For Times, Journal, Online Revenues Outshine Print

Online revenue growth trounced print in the second quarter of this year for both The New York Times Company and the Dow Jones Company, their earnings reports revealed Thursday.

For the Times Company, online ad revenues were up 27 percent, while its new property About.com is estimated to have increased ad revenue by 39 percent. About showed an operating profit of $2.5 million on total second-quarter revenue of $12 million. The Times Company purchased About.com from Primedia earlier this year for $410 million.

"The online revenues for these groups once again showed exceptional growth," President and CEO Janet Robinson said in a statement, referring to the Times' different operating units. "We were particularly pleased with results of About.com."
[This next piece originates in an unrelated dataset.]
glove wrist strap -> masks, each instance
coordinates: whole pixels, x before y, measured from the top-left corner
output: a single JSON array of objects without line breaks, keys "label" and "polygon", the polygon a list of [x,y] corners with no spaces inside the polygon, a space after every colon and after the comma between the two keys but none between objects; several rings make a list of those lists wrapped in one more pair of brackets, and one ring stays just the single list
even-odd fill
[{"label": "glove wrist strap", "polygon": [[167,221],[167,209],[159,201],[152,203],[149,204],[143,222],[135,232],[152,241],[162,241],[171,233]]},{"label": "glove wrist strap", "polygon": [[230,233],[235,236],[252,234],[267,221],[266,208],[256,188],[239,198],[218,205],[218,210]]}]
Overall, net income at the Times Company--which publishes the Times, The Boston Globe, and the International Herald Tribune, among others--dropped to $60.8 million (including a $10 million charge for staff-reduction costs), compared with $75.7 million last year.

For Dow Jones, online revenues leaped to $128.4 million--up 33.5 percent since last year--and subscriptions for The Wall Street Journal rose 8.8 percent to 744,000. Operating income was up 28.1 percent over last year, while the operating margin dipped to 22.9 percent from 23.8 percent in second quarter 2004.

The company partly attributed such stellar online revenues to MarketWatch, which it acquired in January for $519 million.

Print revenues were down 7.2 percent--or $18.3 million for the quarter and nearly $40 million for the year--while operating income fell 58.2 percent.

Overall, Dow Jones reported second-quarter revenue of $454.2 million, up 3.7 percent year-over-year, while operating income was down 30.9 percent at $38.9 million, due in part to a write-down of its stake in CNBC's overseas operations.

Dow Jones on Thursday said it would end its partnership with CNBC's overseas operations, while maintaining its U.S. licensing deal with the cable news channel.

As a result of this second-quarter performance gap, online operations grew to represent almost half as much revenue as print--up significantly from a year ago, when online represented just a fifth as much revenue as print.

Peter Kann, Dow Jones chairman and CEO, attributed print's poor performance to a weak business and technology ad market. "Our results continue to be adversely affected by declines in B2B advertising in our Print Publishing segment, a situation we see improving in the third quarter 2005," Kann said in a statement.